# Reductions

ironArray supports a broad range of reduction facilities, like `sum`, `min`, `max`, `mean` and others.  Also, they work on any (or group of) dimensions.  One interesting aspect of these is that the implementation leverages the multi-threading capabilities of ironArray, so they can be pretty fast (although some times they need some help from the user).

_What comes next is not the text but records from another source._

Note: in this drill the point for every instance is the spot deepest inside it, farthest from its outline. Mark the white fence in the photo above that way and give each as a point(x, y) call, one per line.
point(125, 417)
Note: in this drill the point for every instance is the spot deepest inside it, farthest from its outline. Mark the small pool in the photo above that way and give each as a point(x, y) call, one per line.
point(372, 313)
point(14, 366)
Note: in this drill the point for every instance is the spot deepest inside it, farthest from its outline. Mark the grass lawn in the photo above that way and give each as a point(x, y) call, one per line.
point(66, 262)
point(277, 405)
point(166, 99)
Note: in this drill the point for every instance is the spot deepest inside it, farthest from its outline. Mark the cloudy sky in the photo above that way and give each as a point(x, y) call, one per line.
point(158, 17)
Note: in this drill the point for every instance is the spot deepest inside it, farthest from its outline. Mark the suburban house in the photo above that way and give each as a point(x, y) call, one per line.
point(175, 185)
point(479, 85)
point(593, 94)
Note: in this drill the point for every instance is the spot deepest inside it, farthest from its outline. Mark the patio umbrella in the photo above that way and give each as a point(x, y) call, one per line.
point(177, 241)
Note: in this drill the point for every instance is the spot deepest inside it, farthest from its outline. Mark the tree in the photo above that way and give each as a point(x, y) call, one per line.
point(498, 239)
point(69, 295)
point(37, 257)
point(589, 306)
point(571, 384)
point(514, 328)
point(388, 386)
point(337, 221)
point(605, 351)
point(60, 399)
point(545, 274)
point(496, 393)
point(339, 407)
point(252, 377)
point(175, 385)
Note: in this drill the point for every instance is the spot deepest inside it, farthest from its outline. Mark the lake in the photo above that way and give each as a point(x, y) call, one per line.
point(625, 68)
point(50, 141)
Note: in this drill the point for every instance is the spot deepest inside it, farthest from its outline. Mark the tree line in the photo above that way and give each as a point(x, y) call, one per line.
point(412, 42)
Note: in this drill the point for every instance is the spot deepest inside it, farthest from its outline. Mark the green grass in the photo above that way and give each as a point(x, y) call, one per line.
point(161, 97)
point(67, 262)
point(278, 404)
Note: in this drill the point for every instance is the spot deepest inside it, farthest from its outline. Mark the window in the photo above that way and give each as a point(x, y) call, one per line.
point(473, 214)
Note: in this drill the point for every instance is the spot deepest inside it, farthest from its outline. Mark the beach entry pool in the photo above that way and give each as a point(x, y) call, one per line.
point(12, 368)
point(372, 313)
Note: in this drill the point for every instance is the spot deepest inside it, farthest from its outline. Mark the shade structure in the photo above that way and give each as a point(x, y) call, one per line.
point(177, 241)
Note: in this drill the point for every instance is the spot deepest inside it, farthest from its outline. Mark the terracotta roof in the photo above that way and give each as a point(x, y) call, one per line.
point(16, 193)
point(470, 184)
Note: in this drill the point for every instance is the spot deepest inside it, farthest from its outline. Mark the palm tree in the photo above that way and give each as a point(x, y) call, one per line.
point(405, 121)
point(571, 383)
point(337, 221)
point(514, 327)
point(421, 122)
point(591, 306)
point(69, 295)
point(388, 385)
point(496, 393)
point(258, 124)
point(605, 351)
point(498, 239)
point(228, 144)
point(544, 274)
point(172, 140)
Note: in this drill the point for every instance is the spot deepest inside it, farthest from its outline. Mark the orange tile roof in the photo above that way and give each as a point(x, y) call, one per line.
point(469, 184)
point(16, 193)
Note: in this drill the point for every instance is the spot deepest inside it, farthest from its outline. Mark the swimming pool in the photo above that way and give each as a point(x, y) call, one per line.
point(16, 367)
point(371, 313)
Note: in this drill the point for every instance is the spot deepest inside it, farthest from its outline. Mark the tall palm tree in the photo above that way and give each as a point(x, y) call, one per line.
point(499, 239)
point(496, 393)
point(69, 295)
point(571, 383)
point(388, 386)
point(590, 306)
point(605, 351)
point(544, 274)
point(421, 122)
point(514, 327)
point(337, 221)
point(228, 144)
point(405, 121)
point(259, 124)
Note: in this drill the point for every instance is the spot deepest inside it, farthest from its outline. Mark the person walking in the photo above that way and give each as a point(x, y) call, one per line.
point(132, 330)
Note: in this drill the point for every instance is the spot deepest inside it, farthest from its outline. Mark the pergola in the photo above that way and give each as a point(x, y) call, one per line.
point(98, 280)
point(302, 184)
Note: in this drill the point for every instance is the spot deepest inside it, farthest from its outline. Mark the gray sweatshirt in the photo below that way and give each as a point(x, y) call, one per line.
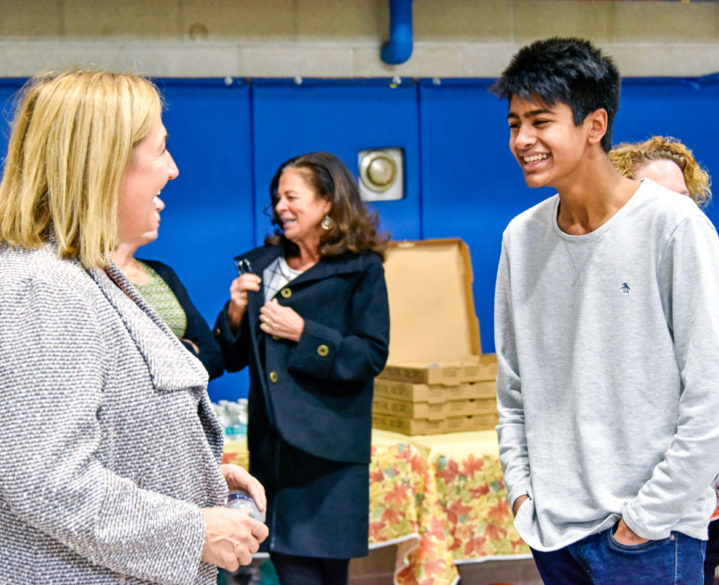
point(608, 383)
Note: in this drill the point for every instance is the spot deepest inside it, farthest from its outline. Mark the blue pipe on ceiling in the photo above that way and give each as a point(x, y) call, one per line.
point(399, 48)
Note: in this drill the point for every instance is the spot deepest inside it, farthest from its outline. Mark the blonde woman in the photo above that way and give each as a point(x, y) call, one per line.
point(109, 467)
point(671, 164)
point(666, 161)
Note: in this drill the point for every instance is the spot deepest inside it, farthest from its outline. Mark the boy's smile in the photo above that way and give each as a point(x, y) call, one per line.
point(545, 141)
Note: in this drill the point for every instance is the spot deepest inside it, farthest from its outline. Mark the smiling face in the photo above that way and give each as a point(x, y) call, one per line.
point(147, 174)
point(299, 209)
point(664, 172)
point(547, 144)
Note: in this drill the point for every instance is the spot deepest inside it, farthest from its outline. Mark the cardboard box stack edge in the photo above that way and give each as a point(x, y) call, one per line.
point(436, 380)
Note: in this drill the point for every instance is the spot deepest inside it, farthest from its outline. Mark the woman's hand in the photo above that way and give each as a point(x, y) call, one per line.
point(238, 297)
point(238, 478)
point(281, 321)
point(518, 503)
point(231, 537)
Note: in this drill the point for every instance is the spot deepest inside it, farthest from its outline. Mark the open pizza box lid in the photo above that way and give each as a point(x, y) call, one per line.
point(434, 332)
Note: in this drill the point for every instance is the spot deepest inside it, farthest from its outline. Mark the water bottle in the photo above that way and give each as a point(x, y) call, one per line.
point(241, 500)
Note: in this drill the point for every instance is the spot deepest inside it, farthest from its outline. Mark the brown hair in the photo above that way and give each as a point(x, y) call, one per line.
point(353, 228)
point(72, 139)
point(628, 158)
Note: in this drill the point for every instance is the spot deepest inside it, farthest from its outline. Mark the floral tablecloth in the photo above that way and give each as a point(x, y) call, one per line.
point(441, 499)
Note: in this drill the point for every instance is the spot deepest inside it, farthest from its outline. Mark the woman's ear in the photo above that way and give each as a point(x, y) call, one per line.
point(596, 122)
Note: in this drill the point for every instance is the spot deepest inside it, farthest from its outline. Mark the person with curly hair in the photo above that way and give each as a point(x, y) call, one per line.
point(667, 161)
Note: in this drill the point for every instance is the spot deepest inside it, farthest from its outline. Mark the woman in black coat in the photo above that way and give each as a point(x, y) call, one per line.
point(310, 318)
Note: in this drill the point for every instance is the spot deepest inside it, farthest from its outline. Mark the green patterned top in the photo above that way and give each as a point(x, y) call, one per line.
point(161, 298)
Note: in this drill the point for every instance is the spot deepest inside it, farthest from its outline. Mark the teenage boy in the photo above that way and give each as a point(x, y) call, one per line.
point(607, 338)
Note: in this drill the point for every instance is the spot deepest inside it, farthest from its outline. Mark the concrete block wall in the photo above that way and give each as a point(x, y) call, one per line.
point(343, 38)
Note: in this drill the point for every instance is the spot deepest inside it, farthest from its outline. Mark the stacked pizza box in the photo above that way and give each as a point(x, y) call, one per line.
point(436, 380)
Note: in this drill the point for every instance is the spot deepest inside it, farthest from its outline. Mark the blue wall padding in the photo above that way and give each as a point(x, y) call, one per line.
point(229, 136)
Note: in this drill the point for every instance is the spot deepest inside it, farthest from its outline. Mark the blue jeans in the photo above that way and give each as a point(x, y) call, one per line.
point(600, 560)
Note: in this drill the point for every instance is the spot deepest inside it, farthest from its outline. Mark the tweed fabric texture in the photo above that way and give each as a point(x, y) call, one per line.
point(109, 443)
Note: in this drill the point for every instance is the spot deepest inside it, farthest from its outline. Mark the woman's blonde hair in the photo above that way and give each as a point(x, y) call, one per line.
point(72, 139)
point(628, 158)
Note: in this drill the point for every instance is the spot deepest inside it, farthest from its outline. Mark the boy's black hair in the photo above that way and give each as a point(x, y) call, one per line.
point(565, 70)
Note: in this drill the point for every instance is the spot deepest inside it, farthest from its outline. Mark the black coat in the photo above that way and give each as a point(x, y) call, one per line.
point(321, 402)
point(197, 329)
point(310, 406)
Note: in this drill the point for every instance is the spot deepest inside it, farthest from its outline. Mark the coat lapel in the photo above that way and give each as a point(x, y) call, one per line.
point(171, 366)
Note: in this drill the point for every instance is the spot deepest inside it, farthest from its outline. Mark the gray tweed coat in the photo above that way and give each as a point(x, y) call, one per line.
point(108, 443)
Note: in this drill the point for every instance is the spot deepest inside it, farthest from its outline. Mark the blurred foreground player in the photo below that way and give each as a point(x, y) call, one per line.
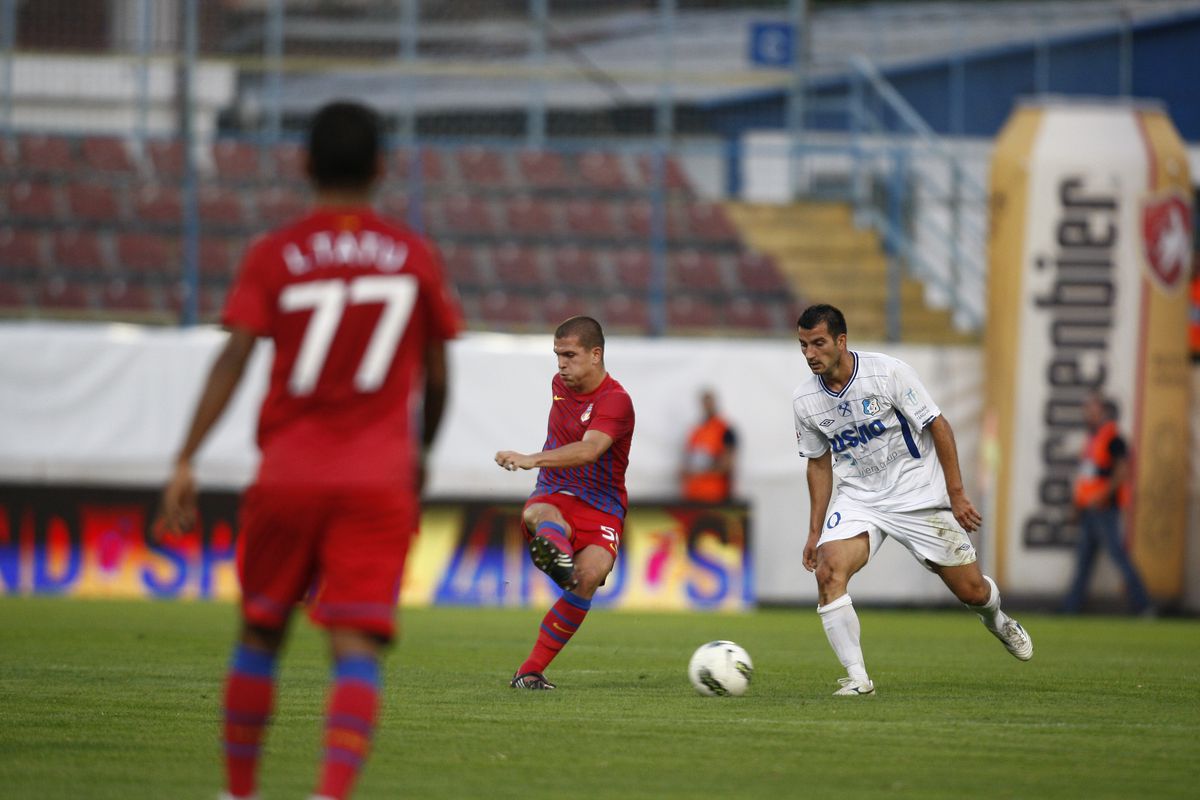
point(576, 513)
point(359, 314)
point(867, 417)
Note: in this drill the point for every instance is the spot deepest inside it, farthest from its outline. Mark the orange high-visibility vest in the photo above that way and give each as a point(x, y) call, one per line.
point(706, 445)
point(1096, 469)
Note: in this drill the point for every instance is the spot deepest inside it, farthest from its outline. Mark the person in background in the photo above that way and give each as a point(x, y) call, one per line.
point(707, 474)
point(1102, 493)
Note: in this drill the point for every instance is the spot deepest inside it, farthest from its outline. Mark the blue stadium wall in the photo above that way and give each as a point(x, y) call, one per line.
point(1165, 66)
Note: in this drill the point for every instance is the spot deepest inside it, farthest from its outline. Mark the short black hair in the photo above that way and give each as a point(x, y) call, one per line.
point(343, 146)
point(833, 318)
point(586, 329)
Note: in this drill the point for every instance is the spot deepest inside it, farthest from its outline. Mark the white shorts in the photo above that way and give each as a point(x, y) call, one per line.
point(933, 535)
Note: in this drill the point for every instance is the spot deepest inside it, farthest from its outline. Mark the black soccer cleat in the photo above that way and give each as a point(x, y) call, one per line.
point(534, 680)
point(553, 561)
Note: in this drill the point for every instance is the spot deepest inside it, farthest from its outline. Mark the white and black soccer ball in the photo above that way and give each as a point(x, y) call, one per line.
point(720, 669)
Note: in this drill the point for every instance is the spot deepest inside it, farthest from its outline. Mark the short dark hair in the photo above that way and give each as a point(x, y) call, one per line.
point(343, 146)
point(586, 329)
point(833, 318)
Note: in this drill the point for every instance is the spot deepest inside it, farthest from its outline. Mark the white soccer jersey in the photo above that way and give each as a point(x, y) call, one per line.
point(877, 427)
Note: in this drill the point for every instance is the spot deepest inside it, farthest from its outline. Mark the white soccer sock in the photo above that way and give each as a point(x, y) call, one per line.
point(843, 630)
point(990, 613)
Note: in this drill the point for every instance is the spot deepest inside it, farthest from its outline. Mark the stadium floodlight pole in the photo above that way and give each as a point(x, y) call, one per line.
point(7, 43)
point(798, 17)
point(273, 46)
point(191, 191)
point(535, 115)
point(145, 30)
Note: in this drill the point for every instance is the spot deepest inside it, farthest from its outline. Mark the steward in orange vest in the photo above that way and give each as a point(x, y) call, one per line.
point(708, 458)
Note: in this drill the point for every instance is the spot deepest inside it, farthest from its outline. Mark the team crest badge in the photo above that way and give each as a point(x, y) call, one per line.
point(1167, 239)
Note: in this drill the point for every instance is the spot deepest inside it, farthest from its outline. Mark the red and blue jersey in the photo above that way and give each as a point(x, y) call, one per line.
point(609, 409)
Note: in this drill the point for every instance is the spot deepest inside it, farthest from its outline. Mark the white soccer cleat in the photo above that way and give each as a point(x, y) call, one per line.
point(855, 687)
point(1015, 639)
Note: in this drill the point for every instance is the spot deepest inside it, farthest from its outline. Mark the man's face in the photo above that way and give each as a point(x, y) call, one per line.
point(576, 364)
point(821, 349)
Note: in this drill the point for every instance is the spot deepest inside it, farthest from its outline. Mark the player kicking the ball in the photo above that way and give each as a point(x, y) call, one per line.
point(575, 516)
point(868, 417)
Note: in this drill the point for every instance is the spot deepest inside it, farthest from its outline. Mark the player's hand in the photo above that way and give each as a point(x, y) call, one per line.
point(513, 461)
point(965, 512)
point(178, 511)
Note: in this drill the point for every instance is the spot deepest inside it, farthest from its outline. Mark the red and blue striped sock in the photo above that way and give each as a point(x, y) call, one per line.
point(349, 722)
point(556, 534)
point(249, 701)
point(557, 627)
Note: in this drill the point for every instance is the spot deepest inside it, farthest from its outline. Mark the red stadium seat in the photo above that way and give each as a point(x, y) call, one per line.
point(77, 251)
point(221, 206)
point(461, 265)
point(93, 203)
point(46, 154)
point(517, 268)
point(627, 313)
point(577, 268)
point(604, 170)
point(634, 268)
point(148, 254)
point(691, 312)
point(483, 167)
point(592, 220)
point(757, 272)
point(235, 160)
point(531, 216)
point(467, 215)
point(279, 205)
point(505, 310)
point(432, 169)
point(159, 204)
point(107, 154)
point(35, 200)
point(544, 169)
point(166, 158)
point(59, 293)
point(694, 269)
point(21, 251)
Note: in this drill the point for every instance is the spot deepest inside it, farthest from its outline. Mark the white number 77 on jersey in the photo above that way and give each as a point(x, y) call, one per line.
point(328, 300)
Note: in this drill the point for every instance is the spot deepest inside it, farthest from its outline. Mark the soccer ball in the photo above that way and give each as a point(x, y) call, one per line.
point(720, 668)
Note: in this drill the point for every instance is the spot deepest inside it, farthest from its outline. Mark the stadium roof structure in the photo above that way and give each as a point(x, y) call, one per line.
point(605, 59)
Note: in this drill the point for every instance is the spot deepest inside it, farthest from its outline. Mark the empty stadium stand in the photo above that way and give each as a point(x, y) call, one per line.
point(93, 227)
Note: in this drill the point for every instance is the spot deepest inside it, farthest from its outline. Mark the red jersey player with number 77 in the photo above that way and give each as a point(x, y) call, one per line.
point(576, 513)
point(358, 312)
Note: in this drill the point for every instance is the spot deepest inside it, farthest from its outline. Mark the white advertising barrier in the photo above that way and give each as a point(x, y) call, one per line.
point(1089, 258)
point(108, 405)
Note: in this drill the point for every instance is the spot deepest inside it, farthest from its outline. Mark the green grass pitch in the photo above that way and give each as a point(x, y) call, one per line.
point(120, 699)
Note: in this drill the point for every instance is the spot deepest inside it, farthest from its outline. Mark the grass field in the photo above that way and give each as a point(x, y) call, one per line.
point(119, 699)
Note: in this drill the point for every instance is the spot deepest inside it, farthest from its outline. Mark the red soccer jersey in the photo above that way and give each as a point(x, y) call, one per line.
point(609, 409)
point(351, 302)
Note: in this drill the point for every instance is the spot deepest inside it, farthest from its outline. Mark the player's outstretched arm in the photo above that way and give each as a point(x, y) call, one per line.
point(577, 453)
point(178, 512)
point(948, 456)
point(820, 475)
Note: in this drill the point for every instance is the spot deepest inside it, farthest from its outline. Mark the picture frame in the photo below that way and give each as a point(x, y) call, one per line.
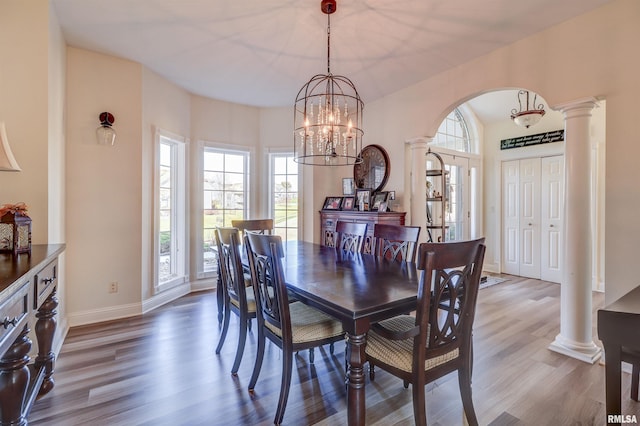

In order to exercise some of this functionality, let's use the precipitation data from a period of 3 months.  In case the data has not been downloaded yet, this should not take more than a couple of minutes.  Let's go:

In [1]:
import numpy as np
import iarray as ia

In [2]:
%run fetch_data.py

Dataset precip-3m.iarr is already here!


In [3]:
!du -sh precip*.iarr
!du -sh precip*.zarr

333M	precip1.iarr
280M	precip2.iarr
268M	precip3.iarr
788M	precip-3m.iarr
966M	precip-3m-optimal.iarr
363M	precip1.zarr
357M	precip2.zarr
355M	precip3.zarr
1,1G	precip-3m.zarr


The whole dataset is stored now on a single file of less than 1 GB, which is about 10x less than the original dataset thanks to compression.  That's a big win!  In addition there is an assortment of other, smaller files for the purposes of tutorials.  Also, and for comparison purposes, you will find the datasets in Zarr format, another popular array format.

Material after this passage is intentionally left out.